The rare disease biotech will wind down the HyBryte program — its lead skin lymphoma drug — for about $70,000, narrow its pipeline to a single mid stage asset, and test the deal market as it weighs a possible merger or acquisition.
Soligenix is ending development of HyBryte, its lead treatment for cutaneous T-cell lymphoma, a rare skin lymphoma, after a confirmatory phase 3 study failed, and the small rare-disease biotech is now formally testing the deal market for a buyer or partner.

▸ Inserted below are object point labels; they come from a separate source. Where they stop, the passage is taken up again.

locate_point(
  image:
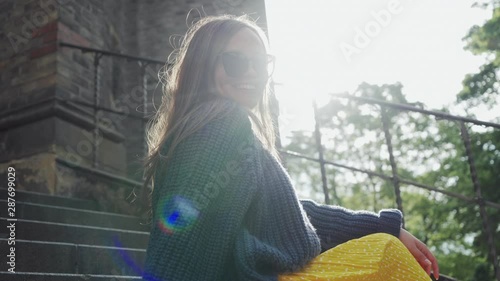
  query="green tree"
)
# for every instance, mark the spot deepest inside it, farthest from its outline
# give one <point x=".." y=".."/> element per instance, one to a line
<point x="483" y="87"/>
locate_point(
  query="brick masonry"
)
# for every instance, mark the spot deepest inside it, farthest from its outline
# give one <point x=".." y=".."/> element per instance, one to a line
<point x="44" y="87"/>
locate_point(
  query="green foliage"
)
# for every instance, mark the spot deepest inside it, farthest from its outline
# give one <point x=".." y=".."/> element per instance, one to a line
<point x="427" y="151"/>
<point x="483" y="87"/>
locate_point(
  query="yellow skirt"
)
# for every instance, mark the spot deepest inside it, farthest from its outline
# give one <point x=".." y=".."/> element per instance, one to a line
<point x="376" y="257"/>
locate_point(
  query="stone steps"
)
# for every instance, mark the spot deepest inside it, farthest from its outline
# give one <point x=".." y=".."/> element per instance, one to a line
<point x="60" y="238"/>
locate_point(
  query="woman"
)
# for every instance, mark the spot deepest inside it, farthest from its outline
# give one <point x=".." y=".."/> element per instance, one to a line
<point x="223" y="207"/>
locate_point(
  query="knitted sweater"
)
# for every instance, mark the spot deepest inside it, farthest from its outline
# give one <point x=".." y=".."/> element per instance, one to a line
<point x="225" y="209"/>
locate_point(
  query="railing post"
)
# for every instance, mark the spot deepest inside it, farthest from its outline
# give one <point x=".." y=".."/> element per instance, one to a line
<point x="479" y="198"/>
<point x="144" y="104"/>
<point x="394" y="168"/>
<point x="319" y="146"/>
<point x="97" y="82"/>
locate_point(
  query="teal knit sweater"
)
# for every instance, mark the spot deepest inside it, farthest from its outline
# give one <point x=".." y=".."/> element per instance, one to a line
<point x="225" y="209"/>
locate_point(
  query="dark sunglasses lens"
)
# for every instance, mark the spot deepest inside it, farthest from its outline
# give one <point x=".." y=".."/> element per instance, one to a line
<point x="234" y="65"/>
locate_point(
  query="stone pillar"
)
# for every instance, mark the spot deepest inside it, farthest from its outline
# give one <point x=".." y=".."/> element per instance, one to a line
<point x="47" y="118"/>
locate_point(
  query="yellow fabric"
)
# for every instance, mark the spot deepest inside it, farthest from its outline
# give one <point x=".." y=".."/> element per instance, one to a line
<point x="376" y="257"/>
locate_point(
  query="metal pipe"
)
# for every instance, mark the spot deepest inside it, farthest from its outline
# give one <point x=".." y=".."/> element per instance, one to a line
<point x="416" y="109"/>
<point x="477" y="189"/>
<point x="394" y="167"/>
<point x="319" y="146"/>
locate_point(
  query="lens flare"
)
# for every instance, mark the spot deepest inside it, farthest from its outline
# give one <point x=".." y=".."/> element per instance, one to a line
<point x="176" y="214"/>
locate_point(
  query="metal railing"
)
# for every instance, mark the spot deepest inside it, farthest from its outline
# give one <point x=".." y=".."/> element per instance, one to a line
<point x="394" y="177"/>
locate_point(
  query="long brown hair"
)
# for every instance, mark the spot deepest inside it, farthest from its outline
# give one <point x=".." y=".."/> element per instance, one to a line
<point x="189" y="99"/>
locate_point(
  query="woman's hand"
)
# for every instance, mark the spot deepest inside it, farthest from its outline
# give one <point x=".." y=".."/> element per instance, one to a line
<point x="421" y="253"/>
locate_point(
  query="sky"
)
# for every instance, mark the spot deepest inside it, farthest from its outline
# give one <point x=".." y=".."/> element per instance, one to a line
<point x="331" y="46"/>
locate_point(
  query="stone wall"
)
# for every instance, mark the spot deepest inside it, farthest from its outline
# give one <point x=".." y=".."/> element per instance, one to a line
<point x="47" y="118"/>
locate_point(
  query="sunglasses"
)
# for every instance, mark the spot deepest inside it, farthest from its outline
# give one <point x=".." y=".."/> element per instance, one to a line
<point x="236" y="64"/>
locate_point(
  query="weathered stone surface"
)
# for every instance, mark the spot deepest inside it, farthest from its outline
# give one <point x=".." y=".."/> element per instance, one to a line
<point x="48" y="91"/>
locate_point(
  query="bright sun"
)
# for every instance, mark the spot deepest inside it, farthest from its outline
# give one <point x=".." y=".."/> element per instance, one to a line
<point x="325" y="46"/>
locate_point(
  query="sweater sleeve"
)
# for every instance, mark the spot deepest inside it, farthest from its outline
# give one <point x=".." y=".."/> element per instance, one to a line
<point x="336" y="225"/>
<point x="201" y="200"/>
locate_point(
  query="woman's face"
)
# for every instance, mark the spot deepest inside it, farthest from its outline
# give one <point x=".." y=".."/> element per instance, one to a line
<point x="239" y="72"/>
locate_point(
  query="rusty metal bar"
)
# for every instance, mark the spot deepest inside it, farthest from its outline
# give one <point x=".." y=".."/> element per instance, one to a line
<point x="97" y="82"/>
<point x="477" y="189"/>
<point x="389" y="178"/>
<point x="319" y="146"/>
<point x="416" y="109"/>
<point x="144" y="104"/>
<point x="394" y="167"/>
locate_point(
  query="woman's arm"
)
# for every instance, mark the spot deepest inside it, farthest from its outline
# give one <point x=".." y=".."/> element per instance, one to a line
<point x="201" y="202"/>
<point x="336" y="225"/>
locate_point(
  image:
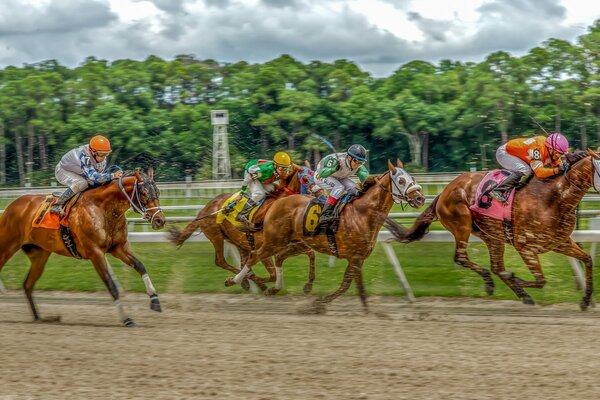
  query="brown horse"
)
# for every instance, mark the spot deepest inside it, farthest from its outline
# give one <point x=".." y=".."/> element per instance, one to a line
<point x="357" y="232"/>
<point x="544" y="216"/>
<point x="246" y="241"/>
<point x="98" y="226"/>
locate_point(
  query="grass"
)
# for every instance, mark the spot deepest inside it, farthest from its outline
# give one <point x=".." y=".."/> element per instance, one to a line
<point x="428" y="267"/>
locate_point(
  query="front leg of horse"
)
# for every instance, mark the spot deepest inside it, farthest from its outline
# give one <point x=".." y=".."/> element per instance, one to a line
<point x="123" y="254"/>
<point x="320" y="304"/>
<point x="101" y="267"/>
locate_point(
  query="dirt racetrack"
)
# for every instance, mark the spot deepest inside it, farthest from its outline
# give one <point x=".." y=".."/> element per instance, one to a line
<point x="250" y="347"/>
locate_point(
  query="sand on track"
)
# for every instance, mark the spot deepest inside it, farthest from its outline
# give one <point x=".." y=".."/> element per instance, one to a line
<point x="218" y="346"/>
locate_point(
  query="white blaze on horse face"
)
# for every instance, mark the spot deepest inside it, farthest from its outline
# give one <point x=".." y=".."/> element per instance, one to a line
<point x="596" y="168"/>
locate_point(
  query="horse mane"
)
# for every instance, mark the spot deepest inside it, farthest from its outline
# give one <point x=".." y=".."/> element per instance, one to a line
<point x="576" y="156"/>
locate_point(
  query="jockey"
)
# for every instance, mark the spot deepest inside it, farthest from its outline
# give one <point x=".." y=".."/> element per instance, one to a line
<point x="259" y="178"/>
<point x="82" y="167"/>
<point x="522" y="156"/>
<point x="333" y="174"/>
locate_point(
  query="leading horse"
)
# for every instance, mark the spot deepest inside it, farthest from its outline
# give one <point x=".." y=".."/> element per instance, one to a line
<point x="218" y="233"/>
<point x="544" y="216"/>
<point x="357" y="231"/>
<point x="97" y="225"/>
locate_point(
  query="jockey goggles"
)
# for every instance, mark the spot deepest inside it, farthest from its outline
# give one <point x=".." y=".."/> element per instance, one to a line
<point x="285" y="168"/>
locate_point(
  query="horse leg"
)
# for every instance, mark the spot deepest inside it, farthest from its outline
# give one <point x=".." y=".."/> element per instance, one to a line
<point x="361" y="289"/>
<point x="123" y="253"/>
<point x="38" y="258"/>
<point x="279" y="259"/>
<point x="496" y="250"/>
<point x="572" y="249"/>
<point x="99" y="262"/>
<point x="461" y="257"/>
<point x="311" y="272"/>
<point x="352" y="270"/>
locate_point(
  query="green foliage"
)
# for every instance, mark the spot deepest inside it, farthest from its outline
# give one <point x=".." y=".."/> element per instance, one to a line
<point x="435" y="116"/>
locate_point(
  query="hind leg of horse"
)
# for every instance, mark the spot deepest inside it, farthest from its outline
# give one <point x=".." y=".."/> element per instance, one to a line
<point x="496" y="250"/>
<point x="311" y="272"/>
<point x="572" y="249"/>
<point x="38" y="258"/>
<point x="123" y="253"/>
<point x="461" y="257"/>
<point x="352" y="270"/>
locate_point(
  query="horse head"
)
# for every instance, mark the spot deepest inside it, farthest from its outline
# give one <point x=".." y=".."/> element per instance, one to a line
<point x="404" y="187"/>
<point x="144" y="198"/>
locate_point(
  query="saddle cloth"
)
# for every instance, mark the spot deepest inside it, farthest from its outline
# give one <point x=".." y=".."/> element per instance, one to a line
<point x="233" y="208"/>
<point x="486" y="204"/>
<point x="45" y="219"/>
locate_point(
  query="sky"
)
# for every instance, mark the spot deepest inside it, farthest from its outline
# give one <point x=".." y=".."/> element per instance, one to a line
<point x="378" y="35"/>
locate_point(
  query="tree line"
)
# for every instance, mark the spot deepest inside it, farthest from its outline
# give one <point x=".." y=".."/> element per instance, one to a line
<point x="436" y="117"/>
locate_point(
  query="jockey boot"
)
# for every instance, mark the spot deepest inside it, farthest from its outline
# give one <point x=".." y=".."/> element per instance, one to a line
<point x="507" y="184"/>
<point x="327" y="214"/>
<point x="245" y="213"/>
<point x="59" y="205"/>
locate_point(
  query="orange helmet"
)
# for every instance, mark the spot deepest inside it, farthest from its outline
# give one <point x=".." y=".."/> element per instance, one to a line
<point x="100" y="143"/>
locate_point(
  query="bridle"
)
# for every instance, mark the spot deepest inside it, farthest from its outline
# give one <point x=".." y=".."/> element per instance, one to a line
<point x="139" y="207"/>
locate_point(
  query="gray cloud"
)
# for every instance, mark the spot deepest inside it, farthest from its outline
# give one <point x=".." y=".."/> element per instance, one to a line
<point x="231" y="31"/>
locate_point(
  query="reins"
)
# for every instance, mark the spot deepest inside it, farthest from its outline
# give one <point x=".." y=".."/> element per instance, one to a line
<point x="140" y="208"/>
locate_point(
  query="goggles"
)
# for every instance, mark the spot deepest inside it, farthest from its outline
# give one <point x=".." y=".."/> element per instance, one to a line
<point x="100" y="153"/>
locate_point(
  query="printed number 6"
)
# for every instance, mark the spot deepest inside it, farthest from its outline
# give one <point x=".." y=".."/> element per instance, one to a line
<point x="312" y="218"/>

The board's decision, announced this week, closes a chapter that began in April when an independent data monitoring committee (DMC) recommended the company stop the trial after an interim review found it was unlikely to succeed, according to Fierce Biotech's Nick Paul Taylor, who reported the wind-down on June 15. The board reached its own conclusion late last week, judging the shutdown to be in the best interests of the business and shareholders, per the same Fierce Biotech story.
The cost of closing out the program is unusually small for a late-stage oncology collapse: roughly $70,000, most of it clinical close-out work. That figure underlines how little remained to salvage from a trial that was already running on borrowed regulatory time.
The failure trajectory was long. Soligenix had originally filed HyBryte, a synthetic form of hypericin applied to skin lesions and activated by fluorescent light, for approval after an earlier phase 3 study hit its primary endpoint. The FDA responded with a refusal-to-file letter asking for a second, confirmatory study. The 2025-started trial was meant to be that second study. When its interim look came back negative, the DMC recommended stopping it. The company told investors last month it was still assessing why the trial failed, and the board's late-June decision is the formal end of that review.
With the lead program gone, Soligenix is narrowing its pipeline to a single mid-stage asset: dusquetide, a synthetic innate-immune peptide with completed phase 2a data in Behçet's disease, a different rare inflammatory condition. The market is not yet rewarding that bet. Soligenix carries roughly $6 million in cash against a market capitalization near $6.4 million, and management has guided runway only into the second quarter, with no follow-on offering or partnership announced.
That mismatch is exactly why the company has now formally opened a strategic-alternatives review, corporate shorthand for testing a possible sale, merger, or partnership. A buyer picking up Soligenix would, in theory, get a publicly listed shell with one clinical-stage rare-disease asset, a small cash balance, and no live late-stage program to wind down. Whether anyone pays meaningful money for that is the open question.
For other micro-cap rare-disease biotechs watching the HyBryte arc, the lesson is partly mechanical. A failed second trial does not have to end the company. Soligenix is showing what a low-cost wind-down looks like, and what a residual pipeline plus an open M&A review can buy a board that moves early and decisively.
The next data point is timing. Strategic-alternatives reviews either produce a deal within a few quarters or quietly close with no transaction. Soligenix has not named a financial advisor, a buyer, or a target close date, and the review could end with no deal at all. The board's mid-June decision opened the window. Whether anyone walks through it is the part still to be written.